Votre épargne peut-elle être réquisitionnée par l'État ? / iStock.com / Andrii Yalanskyi
Un droit protégé par la loi
En France, la propriété privée est protégée par la Constitution et le Code civil. L’article 17 de la Déclaration des droits de l’Homme et du citoyen de 1789 stipule que « nul ne peut en être privé, si ce n’est lorsque la nécessité publique l’exige, et sous la condition d’une juste et préalable indemnité ». L’article 544 du Code civil renforce ce principe en affirmant que la propriété permet de jouir et disposer de ses biens de manière absolue, dans le respect des lois en vigueur. Philippe Crevel, président du Cercle de l’Épargne, est catégorique : « L’épargne des ménages appartient aux ménages. L’État ne peut pas unilatéralement décider de piocher dedans ». Toute intervention nécessiterait une décision parlementaire, comme l’augmentation des taxes ou la mise en place de mesures de sûreté pour éviter des retraits massifs en période de crise, comme le permet la loi Sapin 2 de 2016.
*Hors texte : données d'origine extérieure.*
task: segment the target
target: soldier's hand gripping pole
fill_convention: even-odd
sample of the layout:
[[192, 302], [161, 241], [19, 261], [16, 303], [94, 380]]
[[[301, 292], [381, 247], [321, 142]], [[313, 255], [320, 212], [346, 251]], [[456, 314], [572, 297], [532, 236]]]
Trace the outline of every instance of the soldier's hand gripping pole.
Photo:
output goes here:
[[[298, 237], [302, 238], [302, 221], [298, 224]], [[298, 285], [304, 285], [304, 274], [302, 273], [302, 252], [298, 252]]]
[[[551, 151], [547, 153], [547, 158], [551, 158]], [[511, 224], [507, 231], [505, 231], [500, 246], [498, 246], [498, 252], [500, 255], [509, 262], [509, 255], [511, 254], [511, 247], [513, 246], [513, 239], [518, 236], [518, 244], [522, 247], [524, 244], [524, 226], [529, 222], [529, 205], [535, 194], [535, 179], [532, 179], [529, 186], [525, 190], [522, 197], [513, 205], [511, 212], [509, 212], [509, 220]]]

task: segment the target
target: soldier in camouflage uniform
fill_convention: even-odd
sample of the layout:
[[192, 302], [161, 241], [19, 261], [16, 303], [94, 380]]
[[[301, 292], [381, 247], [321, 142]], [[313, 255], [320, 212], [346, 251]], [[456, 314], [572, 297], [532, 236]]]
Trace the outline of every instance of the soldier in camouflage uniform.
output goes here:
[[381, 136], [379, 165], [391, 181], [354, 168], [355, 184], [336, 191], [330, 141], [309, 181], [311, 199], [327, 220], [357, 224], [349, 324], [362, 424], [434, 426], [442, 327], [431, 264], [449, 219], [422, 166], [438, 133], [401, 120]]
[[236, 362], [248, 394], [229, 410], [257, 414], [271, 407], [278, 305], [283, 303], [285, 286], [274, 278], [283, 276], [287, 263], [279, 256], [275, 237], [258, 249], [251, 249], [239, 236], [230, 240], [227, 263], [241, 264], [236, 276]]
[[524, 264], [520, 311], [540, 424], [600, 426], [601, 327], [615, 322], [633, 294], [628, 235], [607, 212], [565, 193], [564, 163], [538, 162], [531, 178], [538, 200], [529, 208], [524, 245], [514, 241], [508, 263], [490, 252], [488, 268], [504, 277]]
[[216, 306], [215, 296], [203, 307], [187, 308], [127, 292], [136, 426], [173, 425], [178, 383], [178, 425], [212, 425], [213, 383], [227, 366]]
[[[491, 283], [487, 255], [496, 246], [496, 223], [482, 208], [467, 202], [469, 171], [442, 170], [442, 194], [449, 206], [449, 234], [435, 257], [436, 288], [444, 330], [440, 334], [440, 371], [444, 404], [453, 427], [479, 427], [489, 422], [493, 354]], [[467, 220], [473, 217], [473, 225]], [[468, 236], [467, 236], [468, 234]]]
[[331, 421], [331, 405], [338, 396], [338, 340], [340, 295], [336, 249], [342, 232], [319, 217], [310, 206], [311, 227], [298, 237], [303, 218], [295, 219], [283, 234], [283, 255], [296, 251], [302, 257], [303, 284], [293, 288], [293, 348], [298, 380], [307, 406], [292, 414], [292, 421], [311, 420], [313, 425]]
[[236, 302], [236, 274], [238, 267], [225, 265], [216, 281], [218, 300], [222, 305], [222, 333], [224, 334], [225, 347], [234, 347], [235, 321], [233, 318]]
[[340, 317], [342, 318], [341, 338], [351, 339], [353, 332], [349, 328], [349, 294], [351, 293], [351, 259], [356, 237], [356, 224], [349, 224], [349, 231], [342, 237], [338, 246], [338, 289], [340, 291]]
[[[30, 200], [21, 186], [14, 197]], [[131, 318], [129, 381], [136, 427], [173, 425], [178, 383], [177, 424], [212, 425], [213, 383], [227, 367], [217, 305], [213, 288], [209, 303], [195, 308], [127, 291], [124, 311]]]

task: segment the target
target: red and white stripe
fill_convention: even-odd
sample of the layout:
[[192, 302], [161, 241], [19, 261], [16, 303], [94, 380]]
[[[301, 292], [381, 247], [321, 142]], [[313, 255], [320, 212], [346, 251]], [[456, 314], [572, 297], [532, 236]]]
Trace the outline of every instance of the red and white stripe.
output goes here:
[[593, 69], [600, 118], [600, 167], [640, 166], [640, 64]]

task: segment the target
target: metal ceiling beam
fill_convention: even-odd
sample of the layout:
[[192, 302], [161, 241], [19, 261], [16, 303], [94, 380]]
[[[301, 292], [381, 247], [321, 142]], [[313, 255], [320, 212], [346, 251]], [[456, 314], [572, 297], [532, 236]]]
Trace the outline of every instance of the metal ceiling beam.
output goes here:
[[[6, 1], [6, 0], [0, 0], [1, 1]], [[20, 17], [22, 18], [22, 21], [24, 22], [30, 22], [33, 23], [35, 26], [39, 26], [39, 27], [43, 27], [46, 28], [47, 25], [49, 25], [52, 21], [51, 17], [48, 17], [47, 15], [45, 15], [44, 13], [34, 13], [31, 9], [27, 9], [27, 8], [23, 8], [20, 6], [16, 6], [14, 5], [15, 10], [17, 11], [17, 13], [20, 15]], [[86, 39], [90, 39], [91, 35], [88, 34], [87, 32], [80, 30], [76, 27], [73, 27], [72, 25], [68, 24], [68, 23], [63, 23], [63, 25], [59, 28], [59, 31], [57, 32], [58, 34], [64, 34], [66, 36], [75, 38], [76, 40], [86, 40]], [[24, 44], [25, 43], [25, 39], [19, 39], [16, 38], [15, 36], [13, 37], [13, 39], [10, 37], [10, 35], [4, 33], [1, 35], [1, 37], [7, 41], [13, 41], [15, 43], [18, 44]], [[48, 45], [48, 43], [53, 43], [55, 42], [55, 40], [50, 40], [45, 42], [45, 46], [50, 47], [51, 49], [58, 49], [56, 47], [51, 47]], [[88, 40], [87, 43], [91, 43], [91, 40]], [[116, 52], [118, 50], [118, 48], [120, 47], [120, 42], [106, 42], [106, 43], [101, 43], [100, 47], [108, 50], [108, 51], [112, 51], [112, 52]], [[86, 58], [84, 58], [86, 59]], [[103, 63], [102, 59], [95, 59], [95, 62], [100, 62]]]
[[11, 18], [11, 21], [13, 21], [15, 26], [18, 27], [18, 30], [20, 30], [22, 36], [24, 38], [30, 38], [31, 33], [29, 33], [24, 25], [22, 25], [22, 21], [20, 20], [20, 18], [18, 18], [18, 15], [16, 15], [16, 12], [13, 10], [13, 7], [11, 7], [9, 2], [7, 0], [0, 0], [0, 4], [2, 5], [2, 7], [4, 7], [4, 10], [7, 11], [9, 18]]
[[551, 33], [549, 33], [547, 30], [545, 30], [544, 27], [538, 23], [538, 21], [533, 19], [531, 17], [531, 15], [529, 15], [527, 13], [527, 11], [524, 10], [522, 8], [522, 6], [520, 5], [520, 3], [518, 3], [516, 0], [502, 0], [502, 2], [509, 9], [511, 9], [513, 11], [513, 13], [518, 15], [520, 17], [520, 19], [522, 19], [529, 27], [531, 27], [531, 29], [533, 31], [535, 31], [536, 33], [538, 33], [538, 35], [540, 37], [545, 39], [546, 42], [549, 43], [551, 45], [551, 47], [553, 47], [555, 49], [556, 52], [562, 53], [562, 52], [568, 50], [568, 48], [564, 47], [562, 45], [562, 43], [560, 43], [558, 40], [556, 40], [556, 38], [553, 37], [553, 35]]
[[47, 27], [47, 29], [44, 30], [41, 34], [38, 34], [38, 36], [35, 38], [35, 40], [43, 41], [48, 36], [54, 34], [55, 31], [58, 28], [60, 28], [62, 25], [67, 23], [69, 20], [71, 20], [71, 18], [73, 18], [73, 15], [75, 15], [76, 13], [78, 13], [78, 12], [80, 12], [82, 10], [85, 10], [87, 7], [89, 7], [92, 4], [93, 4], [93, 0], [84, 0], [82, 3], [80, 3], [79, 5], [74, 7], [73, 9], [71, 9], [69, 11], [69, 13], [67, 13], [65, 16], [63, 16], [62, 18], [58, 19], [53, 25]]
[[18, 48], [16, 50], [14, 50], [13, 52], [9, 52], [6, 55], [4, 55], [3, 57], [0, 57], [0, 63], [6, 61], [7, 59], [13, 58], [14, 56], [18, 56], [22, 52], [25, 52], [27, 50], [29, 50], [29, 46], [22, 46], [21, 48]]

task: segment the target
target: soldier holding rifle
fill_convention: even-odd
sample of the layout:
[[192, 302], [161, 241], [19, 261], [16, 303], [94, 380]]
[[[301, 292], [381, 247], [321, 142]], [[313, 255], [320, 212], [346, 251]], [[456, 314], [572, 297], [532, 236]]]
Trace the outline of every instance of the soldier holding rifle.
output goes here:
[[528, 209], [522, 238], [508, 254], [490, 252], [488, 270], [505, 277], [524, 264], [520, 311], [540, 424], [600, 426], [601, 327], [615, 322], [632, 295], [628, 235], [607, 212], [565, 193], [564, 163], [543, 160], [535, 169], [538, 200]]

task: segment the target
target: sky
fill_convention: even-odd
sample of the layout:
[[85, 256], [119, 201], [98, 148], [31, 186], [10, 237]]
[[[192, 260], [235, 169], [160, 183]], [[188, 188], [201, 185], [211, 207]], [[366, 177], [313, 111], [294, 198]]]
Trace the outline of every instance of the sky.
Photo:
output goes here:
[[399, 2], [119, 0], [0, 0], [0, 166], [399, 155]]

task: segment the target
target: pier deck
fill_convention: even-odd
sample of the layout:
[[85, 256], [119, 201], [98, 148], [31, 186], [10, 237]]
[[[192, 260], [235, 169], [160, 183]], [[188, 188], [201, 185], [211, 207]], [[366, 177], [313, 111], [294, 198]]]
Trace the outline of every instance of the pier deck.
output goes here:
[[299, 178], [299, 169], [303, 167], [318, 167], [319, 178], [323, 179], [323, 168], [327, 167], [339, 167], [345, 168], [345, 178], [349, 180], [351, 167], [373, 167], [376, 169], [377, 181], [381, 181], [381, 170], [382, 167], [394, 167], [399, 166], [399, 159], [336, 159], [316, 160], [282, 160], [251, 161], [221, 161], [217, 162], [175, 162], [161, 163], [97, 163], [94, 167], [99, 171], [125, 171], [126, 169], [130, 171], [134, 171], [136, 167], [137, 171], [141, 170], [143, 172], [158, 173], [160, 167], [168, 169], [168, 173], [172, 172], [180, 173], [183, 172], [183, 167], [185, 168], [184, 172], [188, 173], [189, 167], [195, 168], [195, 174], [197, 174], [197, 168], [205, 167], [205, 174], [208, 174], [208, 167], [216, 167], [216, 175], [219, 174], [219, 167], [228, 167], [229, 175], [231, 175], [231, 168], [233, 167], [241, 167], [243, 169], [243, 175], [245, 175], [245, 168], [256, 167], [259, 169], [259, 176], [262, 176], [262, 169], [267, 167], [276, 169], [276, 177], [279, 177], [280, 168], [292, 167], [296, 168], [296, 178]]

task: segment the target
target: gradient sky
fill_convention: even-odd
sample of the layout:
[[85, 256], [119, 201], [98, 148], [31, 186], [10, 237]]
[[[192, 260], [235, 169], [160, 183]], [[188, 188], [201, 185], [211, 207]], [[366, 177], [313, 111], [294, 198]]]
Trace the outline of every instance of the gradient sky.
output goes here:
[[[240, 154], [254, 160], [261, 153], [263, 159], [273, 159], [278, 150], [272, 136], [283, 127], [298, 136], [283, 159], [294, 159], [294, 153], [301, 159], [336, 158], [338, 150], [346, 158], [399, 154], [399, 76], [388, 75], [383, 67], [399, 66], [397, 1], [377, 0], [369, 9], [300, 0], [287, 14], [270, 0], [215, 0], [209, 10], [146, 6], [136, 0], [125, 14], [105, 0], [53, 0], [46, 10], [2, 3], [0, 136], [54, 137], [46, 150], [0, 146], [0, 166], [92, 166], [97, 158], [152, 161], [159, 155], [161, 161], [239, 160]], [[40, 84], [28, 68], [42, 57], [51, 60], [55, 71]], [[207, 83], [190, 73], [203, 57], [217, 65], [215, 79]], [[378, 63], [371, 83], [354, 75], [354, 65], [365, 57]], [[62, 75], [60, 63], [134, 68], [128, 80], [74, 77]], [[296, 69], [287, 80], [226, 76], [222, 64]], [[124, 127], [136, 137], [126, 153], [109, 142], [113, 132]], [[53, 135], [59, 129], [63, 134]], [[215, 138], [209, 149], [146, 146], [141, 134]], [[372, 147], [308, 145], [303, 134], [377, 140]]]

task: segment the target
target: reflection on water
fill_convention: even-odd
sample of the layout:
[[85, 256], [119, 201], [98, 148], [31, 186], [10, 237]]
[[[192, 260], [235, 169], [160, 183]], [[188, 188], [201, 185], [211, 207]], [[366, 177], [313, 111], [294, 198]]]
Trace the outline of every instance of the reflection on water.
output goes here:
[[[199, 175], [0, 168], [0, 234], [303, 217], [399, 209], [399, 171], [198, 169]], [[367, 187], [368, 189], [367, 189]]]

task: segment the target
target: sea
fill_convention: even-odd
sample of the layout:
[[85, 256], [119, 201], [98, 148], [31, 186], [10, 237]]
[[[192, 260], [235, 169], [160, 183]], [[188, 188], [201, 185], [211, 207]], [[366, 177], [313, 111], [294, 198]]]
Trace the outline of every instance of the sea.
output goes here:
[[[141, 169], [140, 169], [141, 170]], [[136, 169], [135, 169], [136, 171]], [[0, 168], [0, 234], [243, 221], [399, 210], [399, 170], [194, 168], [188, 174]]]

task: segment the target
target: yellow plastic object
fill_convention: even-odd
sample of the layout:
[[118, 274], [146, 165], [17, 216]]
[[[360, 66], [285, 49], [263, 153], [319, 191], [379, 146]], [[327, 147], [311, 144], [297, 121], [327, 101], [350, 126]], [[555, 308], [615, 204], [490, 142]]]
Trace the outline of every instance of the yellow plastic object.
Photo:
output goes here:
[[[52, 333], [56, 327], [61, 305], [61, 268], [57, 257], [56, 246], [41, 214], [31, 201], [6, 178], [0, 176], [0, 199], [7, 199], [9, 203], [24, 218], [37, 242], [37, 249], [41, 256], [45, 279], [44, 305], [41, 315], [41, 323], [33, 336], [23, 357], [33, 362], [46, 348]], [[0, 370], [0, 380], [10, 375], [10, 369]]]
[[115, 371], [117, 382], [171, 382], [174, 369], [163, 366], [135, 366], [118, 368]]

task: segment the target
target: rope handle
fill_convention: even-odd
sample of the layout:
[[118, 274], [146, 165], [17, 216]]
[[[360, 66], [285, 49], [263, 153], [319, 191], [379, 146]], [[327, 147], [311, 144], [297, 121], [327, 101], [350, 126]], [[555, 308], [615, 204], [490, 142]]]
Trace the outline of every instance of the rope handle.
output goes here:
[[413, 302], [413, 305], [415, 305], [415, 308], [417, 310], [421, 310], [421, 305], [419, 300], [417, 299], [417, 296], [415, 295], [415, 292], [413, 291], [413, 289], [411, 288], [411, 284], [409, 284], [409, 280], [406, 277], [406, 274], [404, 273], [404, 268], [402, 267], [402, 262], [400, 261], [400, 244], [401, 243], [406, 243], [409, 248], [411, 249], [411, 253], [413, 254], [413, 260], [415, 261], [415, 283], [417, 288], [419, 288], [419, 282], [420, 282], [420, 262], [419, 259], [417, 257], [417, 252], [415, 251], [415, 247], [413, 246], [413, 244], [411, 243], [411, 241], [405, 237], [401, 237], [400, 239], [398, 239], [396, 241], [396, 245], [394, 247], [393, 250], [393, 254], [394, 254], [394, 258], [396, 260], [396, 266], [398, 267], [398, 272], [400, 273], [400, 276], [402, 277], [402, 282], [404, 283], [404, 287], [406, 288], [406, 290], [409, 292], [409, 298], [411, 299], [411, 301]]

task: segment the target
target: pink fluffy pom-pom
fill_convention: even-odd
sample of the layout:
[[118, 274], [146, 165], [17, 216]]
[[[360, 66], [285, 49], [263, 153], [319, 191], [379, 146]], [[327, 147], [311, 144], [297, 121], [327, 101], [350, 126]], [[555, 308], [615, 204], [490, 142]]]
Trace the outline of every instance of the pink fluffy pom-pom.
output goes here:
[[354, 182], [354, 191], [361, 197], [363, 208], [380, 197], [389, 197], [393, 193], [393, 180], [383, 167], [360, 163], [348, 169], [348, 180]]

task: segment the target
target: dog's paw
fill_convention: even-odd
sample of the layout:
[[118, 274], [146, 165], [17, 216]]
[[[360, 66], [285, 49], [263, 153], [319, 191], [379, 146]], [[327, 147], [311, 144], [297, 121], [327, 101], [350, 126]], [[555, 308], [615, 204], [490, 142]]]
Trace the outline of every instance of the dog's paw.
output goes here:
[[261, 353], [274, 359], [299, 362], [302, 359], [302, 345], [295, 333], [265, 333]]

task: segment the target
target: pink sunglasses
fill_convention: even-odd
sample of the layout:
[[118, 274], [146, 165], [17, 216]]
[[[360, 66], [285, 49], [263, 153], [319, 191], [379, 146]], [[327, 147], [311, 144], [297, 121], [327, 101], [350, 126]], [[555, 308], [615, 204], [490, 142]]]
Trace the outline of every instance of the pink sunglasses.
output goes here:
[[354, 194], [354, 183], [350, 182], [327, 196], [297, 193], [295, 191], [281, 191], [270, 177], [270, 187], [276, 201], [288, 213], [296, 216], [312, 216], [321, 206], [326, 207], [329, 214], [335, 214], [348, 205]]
Des outils légaux déjà existants pour récupérer des fonds
L’administration fiscale dispose déjà de dispositifs légaux pour intervenir sur les avoirs des contribuables en cas d’impayés. L’Avis à tiers détenteur (ATD) et la Saisie administrative à tiers détenteur (SATD) permettent de prélever des sommes dues directement sur les comptes bancaires, les livrets ou les contrats d’assurance-vie. Toutefois, ces procédures sont strictement encadrées et ne concernent que les cas de créances non payées, comme des impôts ou des amendes. Ces mécanismes ne peuvent être utilisés pour des besoins nationaux liés à une crise économique globale. Ils sont conçus pour répondre aux défaillances individuelles, et le contribuable dispose de recours pour contester ces saisies.
Blocage temporaire en cas de crise ?
En période d’instabilité financière, un blocage temporaire des fonds pourrait être décidé, notamment pour prévenir un effondrement du système bancaire. La loi Sapin 2 permet de suspendre temporairement les rachats de contrats d’assurance-vie dans des situations exceptionnelles. Ce blocage vise à stabiliser les marchés financiers, mais les fonds restent la propriété des épargnants et sont intégralement récupérables une fois la situation normalisée. De telles décisions relèvent du Haut Conseil de Stabilité Financière (HCSF) et de la Banque de France, des organismes indépendants du pouvoir politique. Comme l’explique Laurent Denis, avocat en droit bancaire, il est essentiel de distinguer entre un blocage des fonds et leur confiscation : « Il y a une confusion entre bloquer les fonds et s’emparer de ces fonds ».
Le scénario de la banqueroute
En cas de faillite bancaire majeure, le dispositif de « bail-in » prévu par la directive européenne BRRD de 2014 peut être activé. Ce mécanisme impose d’abord aux actionnaires et aux créanciers des banques de contribuer au redressement. Les épargnants ne seraient sollicités qu’en dernier recours, et uniquement pour les montants excédant 100 000 euros. Cependant, cette situation reste hautement improbable en France. Philippe Crevel rappelle qu’une telle mesure n’a pas été appliquée dans le pays depuis 1797, lors de la faillite des deux tiers.